Hyperthyroidism

Hyperthyroidism

What is thyroid gland?

The thyroid gland is a butterfly-shaped gland located in the middle of your neck. The thyroid gland produces two major hormones: thyroxine (T4) and triiodothyronine (T3). T4 is produced in a more abundant quantity. Both hormones play an essential role in regulating and balancing body metabolism.

What is hyperthyroidism/thyrotoxicosis/overactive thyroid?

Hyperthyroidism or thyrotoxicosis, in simple terms, is also called overactive thyroid. It occurs when the thyroid gland makes too much thyroid hormone. The increased amount of thyroid hormones in the blood increases body metabolism, causing different symptoms.

What are the symptoms of hyperthyroidism/thyrotoxicosis/overactive thyroid?

A person with an overactive thyroid may complain of the following symptoms:

  1. Tiredness
  2. Anxiety
  3. Difficulty in sleeping
  4. Shaking or increased tremors
  5. Palpitation
  6. Sweating
  7. Feeling warm or unable to tolerate hot weather
  8. Loose stool or increased frequency of motion
  9. Loss of weight
  10. Increased appetite
  11. In females, period irregularities
  12. In male, erectile dysfunction or breast enlargement

Symptoms can be present in any combination. That is, not all symptoms can be present in a person with an overactive thyroid.
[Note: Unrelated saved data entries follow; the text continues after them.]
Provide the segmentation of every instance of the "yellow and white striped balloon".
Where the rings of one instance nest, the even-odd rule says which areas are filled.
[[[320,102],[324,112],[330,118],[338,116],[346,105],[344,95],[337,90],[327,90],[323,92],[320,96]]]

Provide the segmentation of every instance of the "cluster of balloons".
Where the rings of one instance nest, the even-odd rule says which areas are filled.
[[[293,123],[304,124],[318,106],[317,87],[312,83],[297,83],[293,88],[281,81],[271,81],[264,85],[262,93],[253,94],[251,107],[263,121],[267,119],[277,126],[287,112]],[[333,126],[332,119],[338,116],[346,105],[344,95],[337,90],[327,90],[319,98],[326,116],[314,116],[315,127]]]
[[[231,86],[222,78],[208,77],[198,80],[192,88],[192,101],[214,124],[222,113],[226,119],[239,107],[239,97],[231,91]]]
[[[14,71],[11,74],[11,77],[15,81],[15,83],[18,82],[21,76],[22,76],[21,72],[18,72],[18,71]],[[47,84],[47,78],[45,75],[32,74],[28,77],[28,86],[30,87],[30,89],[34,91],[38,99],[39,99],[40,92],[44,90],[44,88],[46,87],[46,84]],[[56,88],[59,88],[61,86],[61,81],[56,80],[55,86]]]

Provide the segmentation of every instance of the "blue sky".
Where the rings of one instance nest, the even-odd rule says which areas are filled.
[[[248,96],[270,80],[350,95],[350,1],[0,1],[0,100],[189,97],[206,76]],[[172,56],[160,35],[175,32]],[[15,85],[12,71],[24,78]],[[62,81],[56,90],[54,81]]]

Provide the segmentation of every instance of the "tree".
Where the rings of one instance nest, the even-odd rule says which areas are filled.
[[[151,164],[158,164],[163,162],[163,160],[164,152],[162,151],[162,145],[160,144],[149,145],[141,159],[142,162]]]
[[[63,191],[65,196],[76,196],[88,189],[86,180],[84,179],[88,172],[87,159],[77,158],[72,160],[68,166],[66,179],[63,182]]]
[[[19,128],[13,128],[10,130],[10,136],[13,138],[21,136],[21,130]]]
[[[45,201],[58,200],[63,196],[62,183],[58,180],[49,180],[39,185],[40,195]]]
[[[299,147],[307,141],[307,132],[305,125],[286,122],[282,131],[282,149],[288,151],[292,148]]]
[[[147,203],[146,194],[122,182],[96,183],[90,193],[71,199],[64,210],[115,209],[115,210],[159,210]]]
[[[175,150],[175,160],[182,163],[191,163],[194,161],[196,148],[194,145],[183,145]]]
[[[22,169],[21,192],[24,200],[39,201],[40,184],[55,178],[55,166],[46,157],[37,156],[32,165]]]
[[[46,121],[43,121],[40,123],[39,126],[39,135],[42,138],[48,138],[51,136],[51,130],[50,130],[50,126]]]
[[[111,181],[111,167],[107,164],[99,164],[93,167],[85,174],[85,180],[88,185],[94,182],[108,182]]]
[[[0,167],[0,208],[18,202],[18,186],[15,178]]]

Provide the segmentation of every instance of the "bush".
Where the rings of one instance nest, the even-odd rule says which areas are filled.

Some people may not even suffer or feel any symptoms.

If overactive thyroid is not treated, then a person can suffer heart rhythm problems called atrial fibrillation. AF increases the risk of stroke. In severe cases, a person can suffer heart failure. An untreated overactive thyroid can also weaken the bone leading to osteoporosis.

What are the causes of hyperthyroidism/thyrotoxicosis/overactive thyroid

An autoimmune condition called Graves disease is the most common cause of overactive thyroid. In this condition, the body produces antibodies against the thyroid gland. These antibodies stimulate the thyroid gland to produce excess thyroid hormones.

Another common cause of an overactive thyroid is swellings or nodules within the thyroid. These nodules can over-produce the thyroid hormone. These nodules are not cancerous and are benign. The problem can be caused by either multiple nodules (toxic multinodular goiter) or a single nodule (Toxic nodule).  Toxic means overactive.

Blood tests usually diagnose overactive thyroid. Your doctor will perform a thyroid function test. In overactive thyroid, T4 and/or T3 levels will be high. However, the thyroid-stimulating hormone (TSH) will be low.

Your doctor will also consider doing antibody tests. Common antibodies measured are the TPO antibody and the TSH receptor antibody. Your doctor can undertake additional scans like ultrasound or nuclear medicine scans to find the cause of overactive thyroid.